The old saying is that a used car is only worth what someone will pay for it. Well, that’s a fun little cliché, but it doesn’t really set a reasonable guideline. Obviously, you want them to pay as much as possible, but what is that?
To arrive at the pricing sweet spot, it doesn’t hurt to be prepared. One of the tools that always comes in handy is a pricing guide, such as the Automobile Red Book. Quite a bit of work has already been done for you. The market has been researched, and there is a very representative baseline from which to start.
But just because a book says something is worth a certain amount doesn’t mean your car is going to bring it. That’s where a real knowledge of how to present a vehicle comes in. This is a topic that could fill a book. You have to know how to market your vehicle, and you have to know how to sell it when a potential customer comes to see it. But one of the biggest factors, and one that frankly, not that many people, including professionals, are that good at, is often overlooked.
I’m referring to proper auto detailing. I know you’ve seen article after article on this subject over the years. So why is it that when you go look at used cars that are for sale, so many sellers seem to do it so wrong?
The most basic premise, and the one that seems to get lost, is “clean the car.” That seems simple, but apparently it’s not. Let’s break down the phrase.
“Clean.” What does that mean? Actually, it is as simple as it seems. Clean is clean. Dirty is dirty. You may think stating this is an insult to your intelligence, and maybe it is, but you would be surprised how many people just don’t get the concept.
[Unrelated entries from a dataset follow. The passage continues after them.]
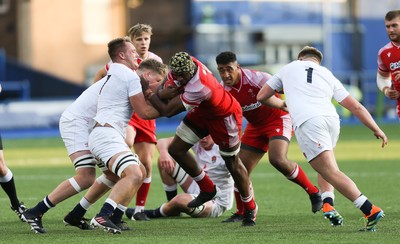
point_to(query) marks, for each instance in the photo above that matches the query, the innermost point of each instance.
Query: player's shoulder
(387, 48)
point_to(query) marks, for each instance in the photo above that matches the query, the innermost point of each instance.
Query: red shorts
(145, 129)
(225, 131)
(258, 136)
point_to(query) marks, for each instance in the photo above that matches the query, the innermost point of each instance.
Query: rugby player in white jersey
(309, 89)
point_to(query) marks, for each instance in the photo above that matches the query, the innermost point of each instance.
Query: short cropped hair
(154, 65)
(139, 29)
(182, 63)
(392, 14)
(116, 46)
(225, 57)
(308, 51)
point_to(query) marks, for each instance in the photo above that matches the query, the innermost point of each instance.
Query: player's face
(229, 73)
(393, 29)
(207, 142)
(131, 56)
(154, 79)
(142, 44)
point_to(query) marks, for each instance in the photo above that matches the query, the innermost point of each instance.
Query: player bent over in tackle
(120, 94)
(208, 157)
(154, 72)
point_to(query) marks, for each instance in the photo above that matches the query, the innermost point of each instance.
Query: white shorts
(216, 209)
(193, 189)
(75, 134)
(105, 142)
(317, 135)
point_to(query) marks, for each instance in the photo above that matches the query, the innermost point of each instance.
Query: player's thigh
(317, 135)
(75, 134)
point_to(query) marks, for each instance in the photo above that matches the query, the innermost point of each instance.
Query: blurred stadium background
(50, 50)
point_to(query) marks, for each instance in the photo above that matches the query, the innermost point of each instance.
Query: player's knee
(278, 160)
(103, 179)
(179, 175)
(123, 162)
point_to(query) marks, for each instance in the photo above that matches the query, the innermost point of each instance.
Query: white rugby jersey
(309, 89)
(113, 105)
(214, 166)
(85, 106)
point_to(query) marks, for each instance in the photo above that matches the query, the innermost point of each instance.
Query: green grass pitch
(284, 216)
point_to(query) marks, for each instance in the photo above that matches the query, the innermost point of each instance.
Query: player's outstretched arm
(364, 116)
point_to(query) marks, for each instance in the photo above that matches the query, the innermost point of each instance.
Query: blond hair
(154, 65)
(116, 46)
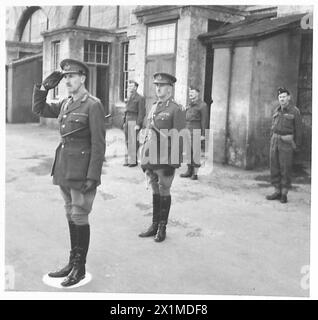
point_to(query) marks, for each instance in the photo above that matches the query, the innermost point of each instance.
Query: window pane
(161, 39)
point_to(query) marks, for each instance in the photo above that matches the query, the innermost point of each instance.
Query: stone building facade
(132, 42)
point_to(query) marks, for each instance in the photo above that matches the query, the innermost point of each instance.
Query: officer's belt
(131, 112)
(73, 131)
(75, 140)
(282, 133)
If you wipe the dust off of a dashboard, and you can’t get your fingers in the vents to clean those out, they’re not clean. If you use a buffer on a car and you don’t get the polish out of the cracks and seams, it’s not clean. If you have a car with a dirty engine, and you spray paint over the dirt, you haven’t cleaned anything; you’ve just covered up dirt. If you are more interested in saving time than making money, go ahead and cut corners.
“Clean” can lead to the perception of “honest” in the eyes of your customers. Lazy detailing and covering up dirt indicates that your car is dirty and you’re covering something up.
The other part of the phrase that we are looking at is “the car.” What does that mean? Again, fearing that I’m pointing out the obvious, “the car” refers to, well, the car. Notice the phrase is not, “hit the body panels with a buffer,” or, “smear some shiny, greasy stuff on the tires.” Pay attention to the details. Do you realize how bad those shiny tires look against filthy, untouched wheel wells?
You need to turn your attention to every part of the vehicle that can be seen from the ground, up close and far away. Just because the paint is shiny on the hood doesn’t mean your car looks good from the street. The first time many people see a car is when they drive up to it, so they aren’t looking at it the same way you may be in your detail shop. What does it look like from car-level? From low angles? From above? Keep an eye on things like rocker panels, the body where it curves under the car, and the underside of the bumper. Notice exhaust tips and grunge around things like lug nuts and wheel rims.
I know, you’re thinking that being all persnickety like this is not going to make that big of a difference. No one is going to pass on a car because the wheel wells are dirty. But you should consider the details as part of the total package. That’s why they call it detailing. If even the smallest things are left unattended, they will cast an unfavorable impression on the entire vehicle. The idea is not to make it look like someone spit shined it. The idea is to make it look like a good car that has been taken care of.
So now let’s go back to that pricing issue. You look in your Red Book and determine that your car is worth an average of $5,000 based on the condition and mileage. You can bet that that’s a pretty reasonable valuation. But you want your car to bring more than the average. Think about being the consumer. There is a good chance that you would be willing to give more for a “honest,” “clean” used car over a “warmed over” looking car. Is your car worth 5% more than average? 20% more? Curb appeal is underrated in the car business. If you learn how to detail, really detail, you’ll boost your vehicle values, your reputation, and your bottom line.